The Little Rock, Ark., lender's agreement to pay around $228.5 million for Intervest Bancshares a $1.6 billion-asset commercial real estate specialist based in New York is its biggest deal ever and its twelfth since 2010.
It's also a bid by Ozarks Chief Executive George Gleason to make the banks' strongest business for the past several quarters commercial real estate lending even stronger. CRE is a shared strength of the two banks, but their subspecialties within that niche differ. For that reason, and the light geographic overlap, the two were billed as a good fit.
"This is not a cost-cutting merger this is a business development merger," Intervest CEO Lowell Dansker said.
Intervest lends in several niches that Ozarks does not focus on bridge loans to stabilize troubled commercial real estate properties, and so-called triple-net leases that put the onus of taxes and other costs on tenants. Intervest lends in 25 states, but its branches are in New York and Florida, where Ozarks has a relatively small presence.
Ozarks' cheaper funding and higher loan limit should allow it to offer better terms and larger loans to Intervest's existing customers.
"There is virtually no overlap in the customer base of the two companies, and it is believed that these two lending platforms will be very complementary to one another," Gleason said.
It's a move that makes sense for Ozarks, and it would come at a fair price, said Sterne Agee analyst Peyton Green.
The agreement calls for Ozarks to pay $10.17 a share, a premium of about 27% to Intervest's Thursday closing price, or about 110% of tangible book value.
"George Gleason has been a real estate lender for a long time, and he's always been attracted to niche businesses," he said.
The market reaction to the deal was extremely positive, with Ozarks' stock rising 3.5% and Intervest's up more than 17% on Friday.
Ozarks is building on a strength. The bank's real estate specialties group, which offers primarily construction, development and land loans to high-end commercial real estate customers, has been the bank's best-performing unit recently "king of the hill," in Gleason's words. It generated about $309 million of loans in the second quarter, the most of any of Ozarks' business lines.
Much of that growth came from Ozarks' New York lending office, which opened last July and booked around $118 million in loans in the second quarter. Ozarks has no plans to combine its office with the current Intervest office there, which suggests that the main aim of deal is to add the Intervest business line rather than to expand in New York.
"This deal seems like more of a niche play than a geographic play," FIG Partners analyst Brian Martin said. But "Florida is also a market that should perform well for them over time."
While Ozarks expects cost savings of around 20%, the plan is to add Intervest as a semi-separate unit rather than absorb it. Intervest's entire staff will stay on, and the bank will operate as a separate "stabilized properties group" within Ozarks. Dansker will lead this group, and Intervest President Keith Olsen will be Florida market president.

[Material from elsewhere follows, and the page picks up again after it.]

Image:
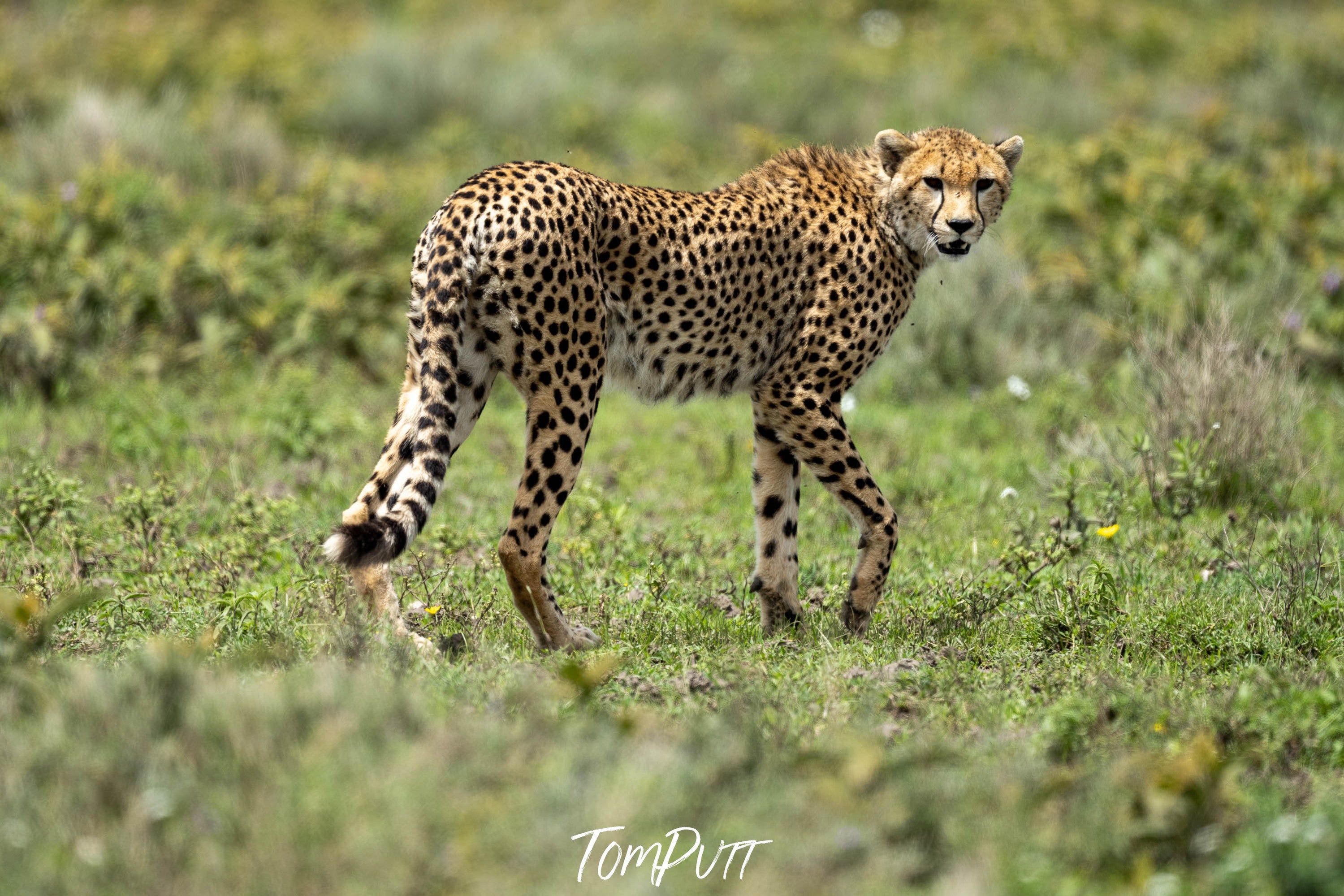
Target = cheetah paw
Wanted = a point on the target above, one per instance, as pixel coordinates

The deal would also help strengthen Intervest's main weakness, a high cost of funding. Intervest made a $10.2 million profit through the first six months of the year, despite a net interest margin of 2.80%. Because of a heavy reliance on certificates of deposit, Intervest paid an average of 1.5% on interest-bearing deposits in the first quarter.
Ozarks' was just 21 basis points. It plans to use excess deposits from its branch network to lower the cost of funds for the Intervest unit after the deal closes. That should open up "good yielding loans at interest rates that [Intervest] couldn't get on their own," Sterne Agee's Green says.
Like Ozarks, Intervest runs a sleek operation and has low overhead. Its efficiency ratio was 42.13% at the end of the first quarter, while Ozarks' was 47.12%.
It's one of few similarities between two different, but potentially well-matched banks.
"We're a little bit different, but it's what we've been doing our entire existence," Dansker said. "I think this is a tremendous opportunity to join with another winning organization who are like-minded and want to do the very best they can."